Sadly, it all seems embarrassingly naive. 8/

Seems like they are liars that is all

so much nonsense...

@Robert Perry et al...

I don't understand the problem if another source confirms what Buddhism has already said. In the real world, confirmation from multiple sources is considered a good thing, not a bad one.

In fact, the section quoted here mirrors what many religious and channeled sources have already said (and what is Christianity, for instance: just another channeled source, really). The fundamental problem that we should be concerned with is how much that these sources deliver is cross-pollination thanks to the channelers' previous readings of other similar sources and religion in general.

At any rate, it's interesting that the commenters so far find themselves smugly dismissive authorities on something that they, as nearly as I can tell, know absolutely nothing about. It must be nice to be so blindly certain about the world.

This seems to be just more New Age sermonizing, arising from the subconscious mind of someone who has absorbed a lot of extant New Age material, reprocessed it through an unconsciously-formed subpersonality, and spewed it out as a "new" body of teachings. Well-meaning but deluded. The teachings regarding Atlantis and modern medicine are ridiculous fantasy. Surely if a significant part of a body of teachings is demonstrably false, this taints the entire body of teachings. A little poison in a well taints the entire well.

"The teachings regarding Atlantis and modern medicine are ridiculous fantasy."

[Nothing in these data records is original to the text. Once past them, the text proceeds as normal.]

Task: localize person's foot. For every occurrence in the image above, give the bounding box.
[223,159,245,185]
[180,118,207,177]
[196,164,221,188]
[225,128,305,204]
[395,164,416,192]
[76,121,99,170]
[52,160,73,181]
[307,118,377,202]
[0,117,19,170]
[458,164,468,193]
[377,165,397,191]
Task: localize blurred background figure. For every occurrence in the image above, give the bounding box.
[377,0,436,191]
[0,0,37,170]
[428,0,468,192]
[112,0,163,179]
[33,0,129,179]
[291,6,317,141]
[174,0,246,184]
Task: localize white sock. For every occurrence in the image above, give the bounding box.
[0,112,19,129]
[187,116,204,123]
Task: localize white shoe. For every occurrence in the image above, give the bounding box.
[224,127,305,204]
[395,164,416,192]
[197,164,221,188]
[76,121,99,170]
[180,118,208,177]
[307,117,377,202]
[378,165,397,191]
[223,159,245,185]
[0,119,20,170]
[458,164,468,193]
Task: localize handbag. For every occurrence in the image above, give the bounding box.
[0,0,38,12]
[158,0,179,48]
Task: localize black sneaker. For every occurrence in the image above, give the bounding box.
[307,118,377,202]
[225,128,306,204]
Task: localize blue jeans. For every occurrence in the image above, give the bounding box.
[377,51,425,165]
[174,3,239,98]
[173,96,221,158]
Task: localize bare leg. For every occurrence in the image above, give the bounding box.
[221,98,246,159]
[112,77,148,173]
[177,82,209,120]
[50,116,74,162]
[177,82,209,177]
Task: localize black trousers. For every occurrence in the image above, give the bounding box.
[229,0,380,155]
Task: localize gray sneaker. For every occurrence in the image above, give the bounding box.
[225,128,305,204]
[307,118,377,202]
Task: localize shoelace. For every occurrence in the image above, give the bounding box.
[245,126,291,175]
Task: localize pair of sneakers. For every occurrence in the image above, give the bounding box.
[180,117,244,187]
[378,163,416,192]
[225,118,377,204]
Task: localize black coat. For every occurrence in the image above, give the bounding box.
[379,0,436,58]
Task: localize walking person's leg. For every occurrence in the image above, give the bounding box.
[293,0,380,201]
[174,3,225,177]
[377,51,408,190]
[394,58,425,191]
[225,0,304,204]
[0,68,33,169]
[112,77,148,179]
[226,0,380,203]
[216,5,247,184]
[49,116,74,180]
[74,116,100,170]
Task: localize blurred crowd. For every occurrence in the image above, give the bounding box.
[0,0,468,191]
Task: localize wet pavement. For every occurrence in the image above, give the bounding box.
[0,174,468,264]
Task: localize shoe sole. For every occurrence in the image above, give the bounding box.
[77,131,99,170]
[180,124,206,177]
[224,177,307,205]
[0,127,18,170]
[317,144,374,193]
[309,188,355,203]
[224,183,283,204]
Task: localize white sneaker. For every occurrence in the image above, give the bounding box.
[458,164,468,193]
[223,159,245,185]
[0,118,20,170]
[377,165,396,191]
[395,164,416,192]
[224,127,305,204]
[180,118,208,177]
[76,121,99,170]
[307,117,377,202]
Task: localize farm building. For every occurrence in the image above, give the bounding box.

Dinosaurs, too, you might have added.

Fortunately, there are people around who don't let their current image of things hamper their growth:
http://www.guardian.co.uk/science/2011/nov/18/neutrinos-still-faster-than-light?newsfeed=true

Take a physics book back 300 years or so, and tell me what kind of response you get about your deluded ideas.

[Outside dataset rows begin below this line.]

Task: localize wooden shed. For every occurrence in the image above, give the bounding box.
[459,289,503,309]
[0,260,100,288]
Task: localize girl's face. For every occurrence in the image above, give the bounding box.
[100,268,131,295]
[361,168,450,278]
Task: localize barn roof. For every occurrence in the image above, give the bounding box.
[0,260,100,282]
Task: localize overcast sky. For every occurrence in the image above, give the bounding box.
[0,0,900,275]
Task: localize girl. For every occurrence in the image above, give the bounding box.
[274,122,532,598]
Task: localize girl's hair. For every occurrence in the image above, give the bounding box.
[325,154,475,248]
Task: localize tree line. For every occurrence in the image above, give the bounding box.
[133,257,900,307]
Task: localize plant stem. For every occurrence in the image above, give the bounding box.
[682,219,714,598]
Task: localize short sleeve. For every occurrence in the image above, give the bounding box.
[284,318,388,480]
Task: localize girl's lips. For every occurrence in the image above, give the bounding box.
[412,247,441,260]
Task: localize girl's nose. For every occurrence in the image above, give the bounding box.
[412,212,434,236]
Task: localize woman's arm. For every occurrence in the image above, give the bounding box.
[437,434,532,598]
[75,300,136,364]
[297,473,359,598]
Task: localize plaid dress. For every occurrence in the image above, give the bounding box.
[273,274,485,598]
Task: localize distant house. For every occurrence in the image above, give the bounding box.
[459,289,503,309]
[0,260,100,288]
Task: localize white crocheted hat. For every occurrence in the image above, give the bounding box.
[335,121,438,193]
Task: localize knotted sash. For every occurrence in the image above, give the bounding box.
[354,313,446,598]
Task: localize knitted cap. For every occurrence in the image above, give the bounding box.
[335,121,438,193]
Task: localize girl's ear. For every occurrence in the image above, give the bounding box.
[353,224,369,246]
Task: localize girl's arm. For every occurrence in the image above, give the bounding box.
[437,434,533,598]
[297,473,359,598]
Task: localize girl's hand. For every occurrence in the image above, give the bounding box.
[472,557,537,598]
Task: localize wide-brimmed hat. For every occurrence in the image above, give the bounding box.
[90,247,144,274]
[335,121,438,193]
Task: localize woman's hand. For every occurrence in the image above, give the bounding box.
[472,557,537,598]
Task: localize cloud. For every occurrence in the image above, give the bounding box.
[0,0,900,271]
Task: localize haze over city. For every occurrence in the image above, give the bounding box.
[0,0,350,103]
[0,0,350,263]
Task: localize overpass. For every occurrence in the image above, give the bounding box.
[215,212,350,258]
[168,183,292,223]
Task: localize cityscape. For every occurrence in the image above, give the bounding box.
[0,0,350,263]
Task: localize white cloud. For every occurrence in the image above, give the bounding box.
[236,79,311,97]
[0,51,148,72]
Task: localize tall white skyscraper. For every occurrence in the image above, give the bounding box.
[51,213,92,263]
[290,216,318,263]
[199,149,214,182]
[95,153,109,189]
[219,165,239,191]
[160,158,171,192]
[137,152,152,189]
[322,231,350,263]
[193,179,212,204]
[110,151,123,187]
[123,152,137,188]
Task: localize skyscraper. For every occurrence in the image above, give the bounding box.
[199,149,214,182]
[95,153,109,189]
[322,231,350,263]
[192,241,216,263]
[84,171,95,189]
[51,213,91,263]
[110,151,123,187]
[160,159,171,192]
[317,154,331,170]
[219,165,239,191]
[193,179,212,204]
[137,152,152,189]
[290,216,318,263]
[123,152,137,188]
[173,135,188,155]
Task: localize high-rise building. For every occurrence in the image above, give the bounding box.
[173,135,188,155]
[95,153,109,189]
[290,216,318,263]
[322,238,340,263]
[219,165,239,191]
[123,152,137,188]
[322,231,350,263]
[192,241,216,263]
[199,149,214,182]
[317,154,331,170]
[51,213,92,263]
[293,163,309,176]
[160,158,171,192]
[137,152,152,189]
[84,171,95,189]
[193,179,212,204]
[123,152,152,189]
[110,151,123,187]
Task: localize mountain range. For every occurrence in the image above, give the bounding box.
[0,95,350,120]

Well, I doubt that Joseph is the spirit of a deceased person, because we lack reference, ie, whether a communicator through a medium tells us it is a deceased person, maybe we can compare what the communicator says that when we knew that person was still alive, but in this case this is impossible, because nobody knows who was Joseph when he was alive. So it most likely is that Joseph is the unconscious of the medium but in other cases would not be this.

look up the book the called The Hungry Ghosts. Assuming there is real communication going on you have simply found liars. That is all.

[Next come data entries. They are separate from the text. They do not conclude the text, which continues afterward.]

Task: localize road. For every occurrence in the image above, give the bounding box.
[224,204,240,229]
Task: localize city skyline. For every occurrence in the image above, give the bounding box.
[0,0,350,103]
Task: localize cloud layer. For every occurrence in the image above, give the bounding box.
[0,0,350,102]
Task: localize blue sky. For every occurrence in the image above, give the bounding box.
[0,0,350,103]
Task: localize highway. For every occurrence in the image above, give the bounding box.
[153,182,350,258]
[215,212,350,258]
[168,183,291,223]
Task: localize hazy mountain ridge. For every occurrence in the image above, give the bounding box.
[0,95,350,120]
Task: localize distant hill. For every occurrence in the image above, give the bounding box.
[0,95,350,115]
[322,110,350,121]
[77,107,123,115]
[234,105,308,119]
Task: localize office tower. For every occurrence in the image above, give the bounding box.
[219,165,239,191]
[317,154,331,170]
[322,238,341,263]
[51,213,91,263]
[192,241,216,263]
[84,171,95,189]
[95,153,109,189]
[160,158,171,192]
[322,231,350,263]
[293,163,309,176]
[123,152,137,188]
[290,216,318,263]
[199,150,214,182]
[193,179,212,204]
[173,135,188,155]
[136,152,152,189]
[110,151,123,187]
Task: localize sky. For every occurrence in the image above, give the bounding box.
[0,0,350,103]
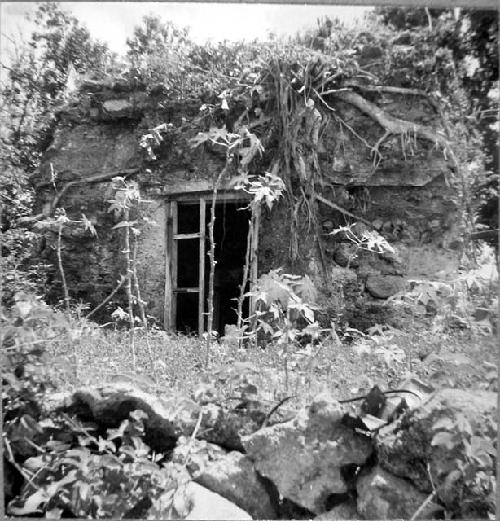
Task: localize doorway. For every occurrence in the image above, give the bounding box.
[165,194,256,335]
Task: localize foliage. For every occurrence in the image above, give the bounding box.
[431,414,497,519]
[0,2,112,305]
[9,411,188,518]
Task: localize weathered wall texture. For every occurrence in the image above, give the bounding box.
[34,76,457,327]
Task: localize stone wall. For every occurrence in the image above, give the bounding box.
[33,76,457,328]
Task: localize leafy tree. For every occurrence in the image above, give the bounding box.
[377,7,499,244]
[0,2,113,302]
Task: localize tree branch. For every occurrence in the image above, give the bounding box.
[346,83,439,112]
[314,193,375,228]
[323,90,450,150]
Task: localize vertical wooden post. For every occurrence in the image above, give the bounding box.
[171,201,179,329]
[198,197,206,338]
[163,201,175,331]
[250,205,261,315]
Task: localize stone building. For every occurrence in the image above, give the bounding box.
[34,73,458,332]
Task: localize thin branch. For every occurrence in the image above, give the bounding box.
[36,168,139,213]
[85,275,127,318]
[331,91,450,150]
[346,83,439,111]
[57,221,69,312]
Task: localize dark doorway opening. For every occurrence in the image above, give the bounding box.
[204,202,250,335]
[174,200,250,335]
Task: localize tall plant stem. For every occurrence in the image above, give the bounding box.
[132,238,158,384]
[237,215,253,347]
[57,222,69,312]
[123,208,136,369]
[205,168,226,367]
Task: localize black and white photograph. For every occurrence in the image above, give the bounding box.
[0,0,500,521]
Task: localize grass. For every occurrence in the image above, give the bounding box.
[48,316,497,414]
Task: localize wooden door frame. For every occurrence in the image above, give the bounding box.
[163,190,252,336]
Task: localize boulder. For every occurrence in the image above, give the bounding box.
[365,274,405,298]
[69,382,266,453]
[376,389,497,517]
[174,481,252,519]
[242,394,372,514]
[173,441,278,519]
[71,385,181,453]
[357,467,437,519]
[333,242,360,268]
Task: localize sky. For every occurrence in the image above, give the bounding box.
[0,2,370,53]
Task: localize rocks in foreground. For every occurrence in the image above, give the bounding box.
[243,395,372,514]
[39,382,497,519]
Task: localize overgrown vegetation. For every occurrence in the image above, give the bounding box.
[0,3,498,518]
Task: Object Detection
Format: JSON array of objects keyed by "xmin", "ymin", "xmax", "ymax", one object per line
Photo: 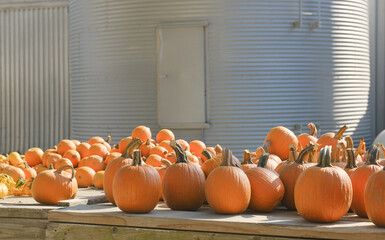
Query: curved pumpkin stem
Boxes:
[
  {"xmin": 317, "ymin": 145, "xmax": 332, "ymax": 168},
  {"xmin": 54, "ymin": 164, "xmax": 75, "ymax": 181},
  {"xmin": 345, "ymin": 148, "xmax": 357, "ymax": 169},
  {"xmin": 122, "ymin": 138, "xmax": 142, "ymax": 158},
  {"xmin": 214, "ymin": 144, "xmax": 223, "ymax": 154},
  {"xmin": 131, "ymin": 149, "xmax": 145, "ymax": 166},
  {"xmin": 257, "ymin": 153, "xmax": 270, "ymax": 168},
  {"xmin": 307, "ymin": 123, "xmax": 317, "ymax": 137},
  {"xmin": 241, "ymin": 149, "xmax": 254, "ymax": 164},
  {"xmin": 334, "ymin": 125, "xmax": 349, "ymax": 140},
  {"xmin": 202, "ymin": 150, "xmax": 214, "ymax": 161},
  {"xmin": 295, "ymin": 144, "xmax": 315, "ymax": 164},
  {"xmin": 170, "ymin": 139, "xmax": 190, "ymax": 164},
  {"xmin": 221, "ymin": 148, "xmax": 241, "ymax": 168}
]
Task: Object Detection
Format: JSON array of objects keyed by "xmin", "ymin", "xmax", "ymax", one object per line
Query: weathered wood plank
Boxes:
[
  {"xmin": 0, "ymin": 218, "xmax": 48, "ymax": 240},
  {"xmin": 48, "ymin": 204, "xmax": 385, "ymax": 240},
  {"xmin": 46, "ymin": 222, "xmax": 292, "ymax": 240}
]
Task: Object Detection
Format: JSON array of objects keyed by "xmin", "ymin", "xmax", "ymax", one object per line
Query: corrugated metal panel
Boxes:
[
  {"xmin": 0, "ymin": 4, "xmax": 70, "ymax": 153},
  {"xmin": 70, "ymin": 0, "xmax": 373, "ymax": 158}
]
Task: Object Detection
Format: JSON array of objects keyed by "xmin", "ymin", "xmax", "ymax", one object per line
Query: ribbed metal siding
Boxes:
[
  {"xmin": 0, "ymin": 5, "xmax": 70, "ymax": 153},
  {"xmin": 70, "ymin": 0, "xmax": 373, "ymax": 157}
]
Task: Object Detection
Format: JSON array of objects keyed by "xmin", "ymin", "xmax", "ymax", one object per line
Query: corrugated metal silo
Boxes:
[{"xmin": 70, "ymin": 0, "xmax": 373, "ymax": 157}]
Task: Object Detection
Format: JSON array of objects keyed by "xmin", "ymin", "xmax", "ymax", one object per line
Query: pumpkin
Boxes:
[
  {"xmin": 54, "ymin": 157, "xmax": 73, "ymax": 169},
  {"xmin": 63, "ymin": 150, "xmax": 81, "ymax": 168},
  {"xmin": 155, "ymin": 158, "xmax": 172, "ymax": 200},
  {"xmin": 32, "ymin": 165, "xmax": 78, "ymax": 204},
  {"xmin": 103, "ymin": 138, "xmax": 142, "ymax": 204},
  {"xmin": 139, "ymin": 139, "xmax": 155, "ymax": 157},
  {"xmin": 104, "ymin": 152, "xmax": 122, "ymax": 165},
  {"xmin": 92, "ymin": 171, "xmax": 104, "ymax": 189},
  {"xmin": 3, "ymin": 166, "xmax": 25, "ymax": 182},
  {"xmin": 112, "ymin": 149, "xmax": 161, "ymax": 213},
  {"xmin": 150, "ymin": 146, "xmax": 167, "ymax": 158},
  {"xmin": 118, "ymin": 137, "xmax": 132, "ymax": 154},
  {"xmin": 88, "ymin": 143, "xmax": 110, "ymax": 159},
  {"xmin": 176, "ymin": 139, "xmax": 190, "ymax": 151},
  {"xmin": 202, "ymin": 151, "xmax": 222, "ymax": 178},
  {"xmin": 75, "ymin": 167, "xmax": 95, "ymax": 188},
  {"xmin": 364, "ymin": 168, "xmax": 385, "ymax": 227},
  {"xmin": 294, "ymin": 146, "xmax": 353, "ymax": 223},
  {"xmin": 350, "ymin": 145, "xmax": 381, "ymax": 217},
  {"xmin": 317, "ymin": 125, "xmax": 349, "ymax": 149},
  {"xmin": 8, "ymin": 152, "xmax": 24, "ymax": 166},
  {"xmin": 245, "ymin": 153, "xmax": 285, "ymax": 212},
  {"xmin": 297, "ymin": 123, "xmax": 317, "ymax": 148},
  {"xmin": 131, "ymin": 126, "xmax": 151, "ymax": 142},
  {"xmin": 263, "ymin": 126, "xmax": 298, "ymax": 159},
  {"xmin": 78, "ymin": 155, "xmax": 106, "ymax": 172},
  {"xmin": 57, "ymin": 139, "xmax": 76, "ymax": 156},
  {"xmin": 279, "ymin": 145, "xmax": 315, "ymax": 210},
  {"xmin": 189, "ymin": 140, "xmax": 206, "ymax": 157},
  {"xmin": 241, "ymin": 149, "xmax": 257, "ymax": 172},
  {"xmin": 156, "ymin": 129, "xmax": 175, "ymax": 143},
  {"xmin": 24, "ymin": 148, "xmax": 44, "ymax": 167},
  {"xmin": 344, "ymin": 148, "xmax": 357, "ymax": 177},
  {"xmin": 205, "ymin": 148, "xmax": 251, "ymax": 214},
  {"xmin": 158, "ymin": 140, "xmax": 205, "ymax": 211}
]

The books are attractively produced, and I'd judge them to be a significant addition to channelling literature

Hey Rob, I wondered what exactly you thought it added to the (already) significant body of writing in the same vein?

As with all these things, it is impossible to determine whether the purported communicator is genuine or whether what is being said is true or not. If I compare it with the writings of Silver Birch say, there seems to be a big qualitative difference. The extract you quote sounded like 'You're all in a mess. I have the answers. You need to do something about it now"

With regard to Kris' comment: yes it did smack a little of Hungry Ghosts ie potentially manipulative. Having said that I found the Seth stuff incomprehensible and waffly and lot's of folks seem to like that.

Hi Paul, my post was a bit negative, so I was trying to counteract that. As you say, there was a huge audience for the Seth books, and I think this is on the same sort of level, so it could appeal to many people. I wouldn't want to put anyone off checking it out.

Yes I compared it to Silver Birch too - he's seems a bit more forgiving of human foibles.